If Gemstone Keeper has an experimental look about it – all blocky ASCII art, eye-searing colours, and monitor scan line effects – then that’s partly because it began as a tech demo, designed to show off a tool Stoddard made for his final year thesis. “The tool was used to create and preview procedurally generated levels by setting and changing the parameters of multiple algorithms,” explains Stoddard. “The demo was much different from what Gemstone Keeper ended up being; the exploration was a part of it – because I wanted to demonstrate the level generation – but because I’m a fan of arcade shoot-‘em-ups, the gameplay in that demo was much more rigid and focused.”

The finished game’s ASCII art was nowhere to be seen in its initial incarnation, pictured here.

Stoddard continued working on Gemstone Keeper once his thesis was completed, adding a handful of RPG and roguelike elements to what was initially a straight twin-stick shooter. “I was getting more interested in roguelike games, where there is more of an emphasis on preserving your character and planning your route, as opposed to the games I typically play where you go straight in, guns blazing,” Stoddard says. “As I got more into them, the more I felt I should focus on the exploration and relaxed vibe, and that was part of the reason why the game has its ASCII aesthetic.”

Those ASCII graphics, where a 2D world is created from a shimmering assortment of hashtag symbols, guillemets, and at signs, provided their own challenges. “There was a lot of experimentation and trial-and-error to get the ASCII art to look right,” explains Stoddard. “All the ASCII art is generated in-game using a single font file: the design of sprites, objects, and walls were planned out and then I wrote out which characters should be rendered and where individually. Unfortunately, with the nature of fonts, you can’t guarantee that the individual characters would be rendered in the right place, so eventually, I wrote out a function to print out all the generated textures so I could properly inspect them and make necessary adjustments.”
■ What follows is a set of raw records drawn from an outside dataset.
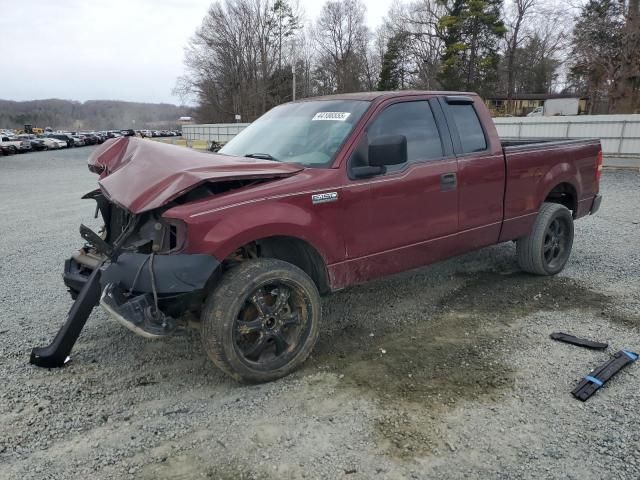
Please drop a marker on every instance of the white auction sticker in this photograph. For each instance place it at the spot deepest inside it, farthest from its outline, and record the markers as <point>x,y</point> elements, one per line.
<point>336,116</point>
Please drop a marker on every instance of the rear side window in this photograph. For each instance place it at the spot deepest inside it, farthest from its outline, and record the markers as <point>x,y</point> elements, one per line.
<point>469,128</point>
<point>415,121</point>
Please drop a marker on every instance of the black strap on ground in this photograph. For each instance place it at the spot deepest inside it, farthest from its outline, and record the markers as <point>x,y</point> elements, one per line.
<point>596,379</point>
<point>581,342</point>
<point>55,354</point>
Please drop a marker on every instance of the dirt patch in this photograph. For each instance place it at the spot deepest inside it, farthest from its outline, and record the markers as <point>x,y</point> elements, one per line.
<point>186,467</point>
<point>419,372</point>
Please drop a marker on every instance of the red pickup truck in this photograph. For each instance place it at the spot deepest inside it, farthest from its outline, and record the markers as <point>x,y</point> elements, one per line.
<point>312,197</point>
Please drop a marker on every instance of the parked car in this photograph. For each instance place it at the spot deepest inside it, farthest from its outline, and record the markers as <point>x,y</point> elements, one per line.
<point>62,136</point>
<point>313,197</point>
<point>7,149</point>
<point>37,144</point>
<point>54,143</point>
<point>15,144</point>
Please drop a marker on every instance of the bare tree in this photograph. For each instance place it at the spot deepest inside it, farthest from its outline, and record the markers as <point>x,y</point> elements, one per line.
<point>342,38</point>
<point>515,17</point>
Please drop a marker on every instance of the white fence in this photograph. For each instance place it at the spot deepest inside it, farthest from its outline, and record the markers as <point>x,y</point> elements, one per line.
<point>619,134</point>
<point>212,132</point>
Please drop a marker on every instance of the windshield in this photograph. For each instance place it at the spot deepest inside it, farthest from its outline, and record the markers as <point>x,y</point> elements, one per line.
<point>308,133</point>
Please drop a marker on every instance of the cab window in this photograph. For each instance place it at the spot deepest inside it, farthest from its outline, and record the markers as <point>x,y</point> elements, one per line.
<point>415,121</point>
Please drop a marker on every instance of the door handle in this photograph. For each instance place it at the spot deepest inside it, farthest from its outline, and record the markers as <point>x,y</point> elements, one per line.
<point>448,181</point>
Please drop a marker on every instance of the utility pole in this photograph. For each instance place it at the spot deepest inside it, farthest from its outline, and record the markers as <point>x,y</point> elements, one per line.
<point>293,72</point>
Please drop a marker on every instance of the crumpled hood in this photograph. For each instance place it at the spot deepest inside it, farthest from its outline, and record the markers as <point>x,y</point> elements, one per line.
<point>141,175</point>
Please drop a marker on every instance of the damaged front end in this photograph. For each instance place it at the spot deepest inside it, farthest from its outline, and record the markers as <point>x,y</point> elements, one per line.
<point>133,267</point>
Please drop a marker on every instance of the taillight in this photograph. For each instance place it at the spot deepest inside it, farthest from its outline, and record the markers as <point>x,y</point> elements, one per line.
<point>599,166</point>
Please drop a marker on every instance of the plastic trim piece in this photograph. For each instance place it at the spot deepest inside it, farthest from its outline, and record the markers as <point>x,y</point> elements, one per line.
<point>591,383</point>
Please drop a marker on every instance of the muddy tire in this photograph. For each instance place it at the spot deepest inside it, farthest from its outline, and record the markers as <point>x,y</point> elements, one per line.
<point>262,320</point>
<point>547,248</point>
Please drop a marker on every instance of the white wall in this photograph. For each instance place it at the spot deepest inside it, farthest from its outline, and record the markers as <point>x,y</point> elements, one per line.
<point>213,132</point>
<point>619,134</point>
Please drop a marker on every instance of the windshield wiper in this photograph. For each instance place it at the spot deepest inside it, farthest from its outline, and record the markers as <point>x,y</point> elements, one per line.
<point>263,156</point>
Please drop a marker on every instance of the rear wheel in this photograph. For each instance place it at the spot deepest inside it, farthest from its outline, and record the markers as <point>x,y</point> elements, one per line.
<point>262,320</point>
<point>547,248</point>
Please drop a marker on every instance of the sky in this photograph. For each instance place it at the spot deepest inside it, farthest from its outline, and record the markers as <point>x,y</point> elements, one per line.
<point>106,49</point>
Blasting rocks and collecting gems means you can spend your earnings on modular weapon upgrades.

Porting Gemstone Keeper to the Switch also gave Stoddard the chance to give the graphics an overhaul, with the resolution doubled to 720p; as a result, he says, “all the positions, sizes, the movement calculations, and other details had to be checked by hand, line by line.”

While all this was going on, Stoddard also decided to beef up the game with a new survival game mode – a hectic side attraction that adds some multiplayer competition to complement the solo campaign. All told, the new mode took three weeks to build – a pretty impressive feat, given that, like the rest of Gemstone Keeper’s development, it was all put together in Stoddard’s spare time.
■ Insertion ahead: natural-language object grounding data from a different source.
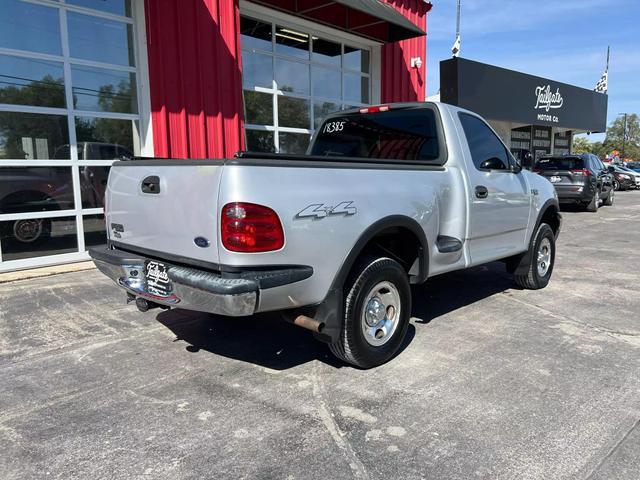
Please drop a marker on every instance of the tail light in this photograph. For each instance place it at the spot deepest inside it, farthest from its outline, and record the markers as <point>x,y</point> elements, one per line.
<point>250,228</point>
<point>582,171</point>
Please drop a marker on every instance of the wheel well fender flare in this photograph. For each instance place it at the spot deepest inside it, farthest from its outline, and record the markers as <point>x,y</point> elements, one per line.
<point>392,221</point>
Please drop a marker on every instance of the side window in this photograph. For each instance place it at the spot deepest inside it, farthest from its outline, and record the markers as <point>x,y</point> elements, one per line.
<point>487,151</point>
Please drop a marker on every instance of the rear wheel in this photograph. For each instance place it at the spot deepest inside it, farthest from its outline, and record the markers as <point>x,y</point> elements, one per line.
<point>376,313</point>
<point>541,258</point>
<point>609,201</point>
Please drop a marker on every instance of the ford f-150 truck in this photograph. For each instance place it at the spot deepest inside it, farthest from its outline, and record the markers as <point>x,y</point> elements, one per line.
<point>386,196</point>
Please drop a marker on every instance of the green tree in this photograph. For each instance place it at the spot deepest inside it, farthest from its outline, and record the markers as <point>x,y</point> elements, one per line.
<point>581,145</point>
<point>616,138</point>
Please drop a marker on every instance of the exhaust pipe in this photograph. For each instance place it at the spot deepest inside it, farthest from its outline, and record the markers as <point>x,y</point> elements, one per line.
<point>309,323</point>
<point>145,305</point>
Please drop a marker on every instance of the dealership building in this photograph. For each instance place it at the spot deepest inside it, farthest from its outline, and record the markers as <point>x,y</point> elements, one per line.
<point>83,82</point>
<point>531,114</point>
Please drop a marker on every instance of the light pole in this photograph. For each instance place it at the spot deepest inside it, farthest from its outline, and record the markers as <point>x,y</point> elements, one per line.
<point>624,134</point>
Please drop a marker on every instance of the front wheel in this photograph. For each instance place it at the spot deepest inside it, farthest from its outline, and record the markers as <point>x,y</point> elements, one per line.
<point>376,313</point>
<point>592,206</point>
<point>541,258</point>
<point>609,201</point>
And with the game due for release on the Switch this November, Stoddard is already thinking about his next solo project; this time, he says, it’ll be a Switch exclusive. “It’s a great console to make games for, and I think it deserves more indie stuff that is built (with) the system in mind, instead of just being ported over for the sake of it,” he says. “I’ve been writing out one game concept that I want to start trying out as soon as Gemstone Keeper has set sail, so maybe next year I’ll have something to show.”
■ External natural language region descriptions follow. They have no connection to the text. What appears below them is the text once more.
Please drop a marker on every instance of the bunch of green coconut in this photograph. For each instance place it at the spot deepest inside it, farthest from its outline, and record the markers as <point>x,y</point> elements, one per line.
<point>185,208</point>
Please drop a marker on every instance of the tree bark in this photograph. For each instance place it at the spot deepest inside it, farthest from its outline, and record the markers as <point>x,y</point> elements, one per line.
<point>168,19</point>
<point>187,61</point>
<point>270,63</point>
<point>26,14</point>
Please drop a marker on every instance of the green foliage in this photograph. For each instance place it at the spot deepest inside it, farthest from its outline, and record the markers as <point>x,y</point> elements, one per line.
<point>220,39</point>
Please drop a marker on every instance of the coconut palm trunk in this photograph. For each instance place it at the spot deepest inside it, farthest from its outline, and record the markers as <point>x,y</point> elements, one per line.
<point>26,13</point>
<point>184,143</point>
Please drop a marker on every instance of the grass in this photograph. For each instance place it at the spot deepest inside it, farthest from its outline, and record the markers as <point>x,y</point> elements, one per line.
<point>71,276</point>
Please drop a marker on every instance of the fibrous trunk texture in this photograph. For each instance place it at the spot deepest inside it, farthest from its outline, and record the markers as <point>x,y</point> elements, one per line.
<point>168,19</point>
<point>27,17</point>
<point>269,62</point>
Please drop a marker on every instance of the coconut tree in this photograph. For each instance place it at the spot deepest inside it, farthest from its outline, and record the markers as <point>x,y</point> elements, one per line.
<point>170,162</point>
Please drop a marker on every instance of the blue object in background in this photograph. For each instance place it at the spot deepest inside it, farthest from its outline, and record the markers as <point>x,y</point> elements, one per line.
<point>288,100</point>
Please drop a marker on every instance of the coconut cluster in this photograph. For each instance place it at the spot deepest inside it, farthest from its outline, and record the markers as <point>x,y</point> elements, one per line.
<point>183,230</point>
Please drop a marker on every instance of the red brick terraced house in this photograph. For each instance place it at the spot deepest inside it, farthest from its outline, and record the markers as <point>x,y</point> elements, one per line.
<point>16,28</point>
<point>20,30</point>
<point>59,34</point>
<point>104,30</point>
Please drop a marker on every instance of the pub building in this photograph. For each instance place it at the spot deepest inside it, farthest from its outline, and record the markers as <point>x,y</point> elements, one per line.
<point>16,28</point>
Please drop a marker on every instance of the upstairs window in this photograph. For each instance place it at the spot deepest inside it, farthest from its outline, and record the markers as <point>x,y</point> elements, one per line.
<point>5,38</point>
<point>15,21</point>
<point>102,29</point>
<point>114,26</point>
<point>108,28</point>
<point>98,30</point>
“I usually get my best feedback from live events like Insomnia and EGX,” Stoddard says.

Learning from the masters

Although we often look back on games of the past with a nostalgic eye, Stoddard points out that there’s also a practical reason for returning to the classics. “I think it’s important for developers to look at early games to understand how they have had a lasting appeal,” he says. “(They were) able to create something so creative and enjoyable despite being restricted to the technologies of the time they were made. I’m personally a firm believer of the idea that you are more creative when you have constraints set against you, because those constraints take more effort to work within than having little to no constraints at all.”